Les Murray also lost his mother at an early age. Consciously or unconsciously, Porter is evoking the opening lines 'I am older than my mother' from 'The Steel', a poem that Murray temporarily suppressed but is about to republish in slightly expanded form.

Much has been made of Porter's reading of John Ashbery, but perhaps Wallace Stevens is more of a later influence, acknowledged here in the suite 'The Man with the Blue Catarrh'. Darker and more pessimistic than Wallace's long exploration of artistic creativity, 'The Man with the Blue Guitar', it is another example of the dense style I like so much.

On the subject of blue catarrh, I can't avoid digressing into anecdote: my sole contribution to medical science came with a patient who brought along a small specimen jar of her blue sputum to show me. She was terrified — were her lungs turning to Norwegian cheese? I happened to notice that she was wearing an identical shade of mascara. The dye was running from the tear duct to the back of her nose, then joining the catarrh in her throat, and being coughed up again. Goldsworthy's Syndrome? I have a shy hope it will immortalise me.

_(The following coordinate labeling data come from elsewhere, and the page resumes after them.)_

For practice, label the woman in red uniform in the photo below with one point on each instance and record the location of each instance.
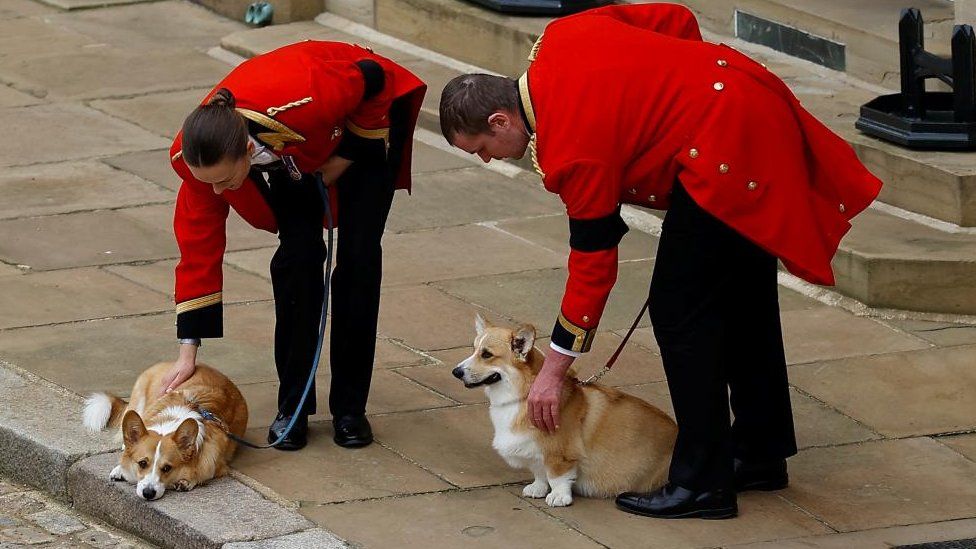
(627, 104)
(254, 145)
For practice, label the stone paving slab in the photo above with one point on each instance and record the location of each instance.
(478, 518)
(87, 4)
(76, 294)
(152, 166)
(13, 9)
(41, 433)
(454, 443)
(330, 473)
(249, 43)
(45, 189)
(964, 444)
(316, 537)
(883, 483)
(181, 519)
(10, 97)
(900, 394)
(140, 27)
(425, 318)
(389, 393)
(466, 196)
(943, 334)
(762, 516)
(102, 136)
(108, 355)
(27, 517)
(238, 285)
(108, 71)
(552, 232)
(826, 333)
(84, 239)
(534, 296)
(160, 113)
(458, 252)
(881, 538)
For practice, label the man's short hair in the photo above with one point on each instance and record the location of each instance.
(468, 100)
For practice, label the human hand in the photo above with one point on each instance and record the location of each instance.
(181, 371)
(546, 391)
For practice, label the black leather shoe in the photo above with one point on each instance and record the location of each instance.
(672, 501)
(352, 431)
(296, 439)
(760, 475)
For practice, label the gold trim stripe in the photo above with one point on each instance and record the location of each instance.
(584, 337)
(535, 49)
(526, 98)
(280, 133)
(378, 133)
(199, 303)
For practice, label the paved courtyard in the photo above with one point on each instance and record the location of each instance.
(89, 102)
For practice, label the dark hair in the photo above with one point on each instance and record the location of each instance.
(468, 100)
(214, 131)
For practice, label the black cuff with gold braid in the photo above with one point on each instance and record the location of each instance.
(362, 145)
(200, 318)
(569, 336)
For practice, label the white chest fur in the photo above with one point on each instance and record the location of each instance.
(518, 448)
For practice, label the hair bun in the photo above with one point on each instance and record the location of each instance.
(222, 98)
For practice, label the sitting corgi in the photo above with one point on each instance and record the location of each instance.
(608, 442)
(167, 441)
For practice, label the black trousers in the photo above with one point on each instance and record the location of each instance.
(365, 194)
(715, 312)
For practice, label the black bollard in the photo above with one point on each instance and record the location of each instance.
(920, 119)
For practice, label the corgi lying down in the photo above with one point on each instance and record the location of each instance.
(167, 443)
(608, 442)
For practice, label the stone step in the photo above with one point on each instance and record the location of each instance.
(860, 37)
(886, 261)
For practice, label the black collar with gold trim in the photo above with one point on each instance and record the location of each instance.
(525, 103)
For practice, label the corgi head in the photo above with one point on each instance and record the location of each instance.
(500, 355)
(157, 461)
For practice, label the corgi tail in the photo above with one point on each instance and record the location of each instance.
(103, 410)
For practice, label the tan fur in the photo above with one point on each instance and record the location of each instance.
(614, 442)
(187, 452)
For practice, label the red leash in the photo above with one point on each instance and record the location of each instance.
(613, 358)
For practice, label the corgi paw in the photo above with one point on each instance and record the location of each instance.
(536, 490)
(556, 499)
(116, 474)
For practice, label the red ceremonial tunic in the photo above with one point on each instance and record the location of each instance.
(625, 100)
(305, 98)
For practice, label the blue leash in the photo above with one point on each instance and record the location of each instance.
(209, 416)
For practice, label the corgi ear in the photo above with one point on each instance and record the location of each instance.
(186, 437)
(480, 324)
(133, 429)
(522, 341)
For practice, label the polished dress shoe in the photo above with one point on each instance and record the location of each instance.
(671, 501)
(297, 437)
(352, 431)
(760, 475)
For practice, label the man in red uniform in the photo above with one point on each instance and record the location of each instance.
(253, 145)
(626, 104)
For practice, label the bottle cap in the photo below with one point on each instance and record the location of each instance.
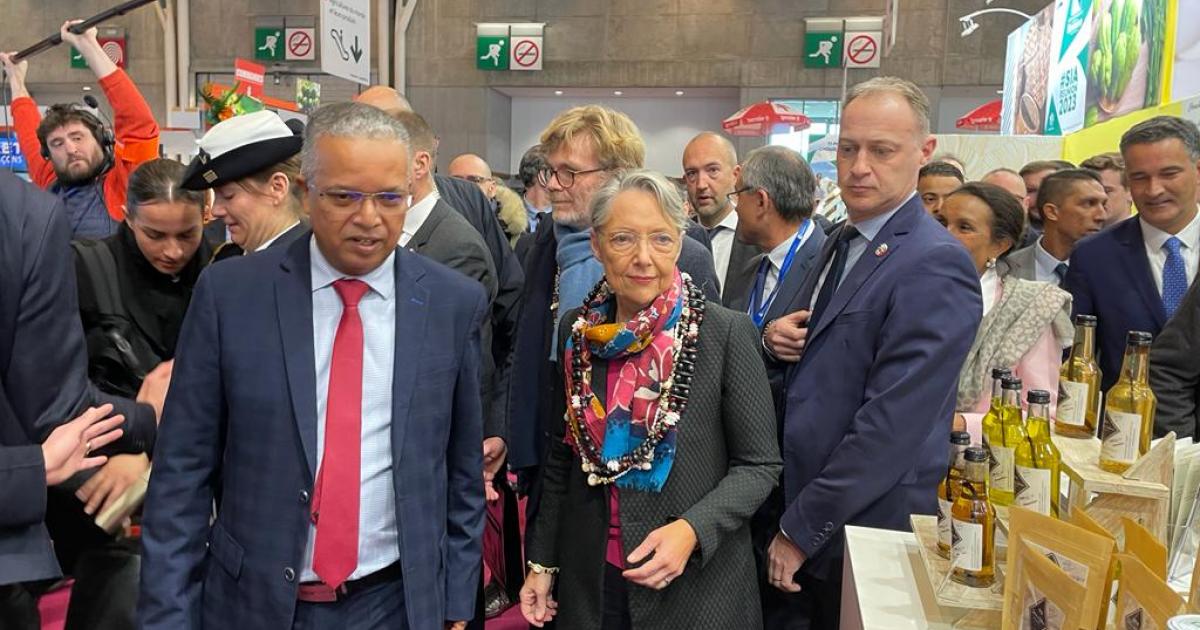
(1038, 396)
(1138, 337)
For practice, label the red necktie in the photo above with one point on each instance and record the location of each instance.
(335, 504)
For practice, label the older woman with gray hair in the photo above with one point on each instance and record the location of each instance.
(667, 443)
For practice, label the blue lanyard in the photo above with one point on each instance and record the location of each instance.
(759, 306)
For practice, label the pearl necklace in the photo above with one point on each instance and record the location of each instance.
(672, 396)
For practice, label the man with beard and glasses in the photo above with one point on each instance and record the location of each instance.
(70, 151)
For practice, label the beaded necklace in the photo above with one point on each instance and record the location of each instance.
(672, 397)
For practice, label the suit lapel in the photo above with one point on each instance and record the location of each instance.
(412, 309)
(809, 255)
(293, 304)
(1138, 268)
(898, 226)
(429, 227)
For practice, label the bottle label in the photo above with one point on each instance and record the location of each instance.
(1001, 468)
(1032, 489)
(943, 522)
(1121, 436)
(1072, 403)
(966, 549)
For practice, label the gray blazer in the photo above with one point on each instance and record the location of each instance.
(1023, 263)
(726, 463)
(1175, 371)
(447, 238)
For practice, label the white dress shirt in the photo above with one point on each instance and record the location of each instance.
(378, 533)
(417, 215)
(721, 237)
(778, 256)
(867, 232)
(275, 238)
(1045, 263)
(1155, 239)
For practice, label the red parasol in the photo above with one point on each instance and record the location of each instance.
(760, 118)
(983, 118)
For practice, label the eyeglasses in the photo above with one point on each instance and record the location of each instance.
(385, 202)
(733, 196)
(564, 175)
(627, 241)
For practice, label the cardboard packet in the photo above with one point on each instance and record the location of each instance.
(1083, 555)
(1045, 597)
(1146, 546)
(1081, 519)
(1145, 601)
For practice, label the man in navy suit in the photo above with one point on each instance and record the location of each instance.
(775, 197)
(893, 312)
(328, 395)
(1133, 275)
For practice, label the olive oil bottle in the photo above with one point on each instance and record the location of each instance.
(1002, 439)
(1079, 384)
(973, 526)
(1128, 408)
(1038, 461)
(948, 490)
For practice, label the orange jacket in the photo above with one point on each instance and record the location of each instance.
(136, 131)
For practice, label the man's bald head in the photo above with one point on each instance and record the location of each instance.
(473, 168)
(384, 97)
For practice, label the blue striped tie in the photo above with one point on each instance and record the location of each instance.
(1175, 276)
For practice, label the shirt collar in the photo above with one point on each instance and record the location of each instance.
(382, 279)
(1156, 238)
(417, 215)
(871, 227)
(268, 244)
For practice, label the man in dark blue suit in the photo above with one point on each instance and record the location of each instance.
(1133, 275)
(775, 196)
(329, 395)
(894, 311)
(43, 383)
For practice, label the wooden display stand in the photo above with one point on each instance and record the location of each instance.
(948, 592)
(1143, 493)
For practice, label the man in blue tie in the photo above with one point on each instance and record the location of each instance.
(892, 309)
(1134, 275)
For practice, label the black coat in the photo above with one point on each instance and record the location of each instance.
(726, 463)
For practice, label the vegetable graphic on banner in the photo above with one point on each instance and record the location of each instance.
(1069, 67)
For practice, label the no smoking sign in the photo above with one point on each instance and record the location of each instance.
(525, 53)
(300, 45)
(863, 49)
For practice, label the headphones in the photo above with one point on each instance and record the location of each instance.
(102, 133)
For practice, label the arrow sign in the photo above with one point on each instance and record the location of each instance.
(346, 31)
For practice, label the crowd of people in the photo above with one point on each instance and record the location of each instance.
(345, 373)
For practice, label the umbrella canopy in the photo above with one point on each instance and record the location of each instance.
(760, 118)
(983, 118)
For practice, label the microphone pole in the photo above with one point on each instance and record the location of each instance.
(103, 16)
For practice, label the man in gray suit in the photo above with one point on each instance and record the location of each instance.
(1175, 371)
(1072, 205)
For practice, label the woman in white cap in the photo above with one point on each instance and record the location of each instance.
(251, 162)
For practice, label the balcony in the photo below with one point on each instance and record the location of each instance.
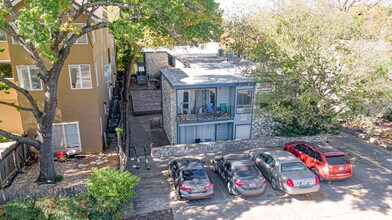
(205, 113)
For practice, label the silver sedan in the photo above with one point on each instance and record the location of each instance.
(285, 171)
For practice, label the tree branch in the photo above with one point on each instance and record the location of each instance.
(20, 139)
(36, 111)
(16, 106)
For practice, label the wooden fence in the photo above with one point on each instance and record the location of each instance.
(9, 195)
(12, 160)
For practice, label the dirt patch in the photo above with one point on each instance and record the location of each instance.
(74, 171)
(157, 215)
(382, 132)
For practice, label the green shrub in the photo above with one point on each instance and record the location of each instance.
(108, 188)
(19, 209)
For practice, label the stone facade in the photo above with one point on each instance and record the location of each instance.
(154, 62)
(262, 126)
(169, 111)
(229, 146)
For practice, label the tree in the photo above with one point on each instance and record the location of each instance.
(46, 30)
(183, 22)
(322, 72)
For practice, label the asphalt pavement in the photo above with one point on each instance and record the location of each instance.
(367, 195)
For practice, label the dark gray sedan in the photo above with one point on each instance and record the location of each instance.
(240, 175)
(285, 171)
(190, 179)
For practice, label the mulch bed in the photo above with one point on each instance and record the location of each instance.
(156, 215)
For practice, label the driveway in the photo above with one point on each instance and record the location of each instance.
(367, 195)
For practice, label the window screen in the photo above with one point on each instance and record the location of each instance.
(244, 101)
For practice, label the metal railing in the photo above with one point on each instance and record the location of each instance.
(204, 113)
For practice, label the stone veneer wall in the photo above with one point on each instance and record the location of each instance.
(261, 126)
(229, 146)
(169, 111)
(154, 62)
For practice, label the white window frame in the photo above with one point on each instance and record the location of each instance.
(110, 69)
(96, 72)
(100, 125)
(29, 76)
(102, 35)
(64, 135)
(93, 37)
(80, 76)
(5, 34)
(13, 25)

Porter needs no eponymous medicopomps to ensure his immortality. 'Unlike our bodies which decay,' he writes in the first poem, 'Words, first and last, have come to stay.' His words have.

Where to now? Porter's is a fascinating literary trajectory, though perhaps more for the reader than for the poet himself, whose personal trajectory has included more than his fair share of pain. It would be terrific to see more autobiographical prose of the quality of his recent piece in ABR on Assia Hughes and her circle ('Ted Hughes and Sylvia Plath: A Bystander's Recollections', August 2001), but only if it doesn't bleed emotional resources from the poetry, which gets better and better.

Forget late Auden; late Porter is the thing.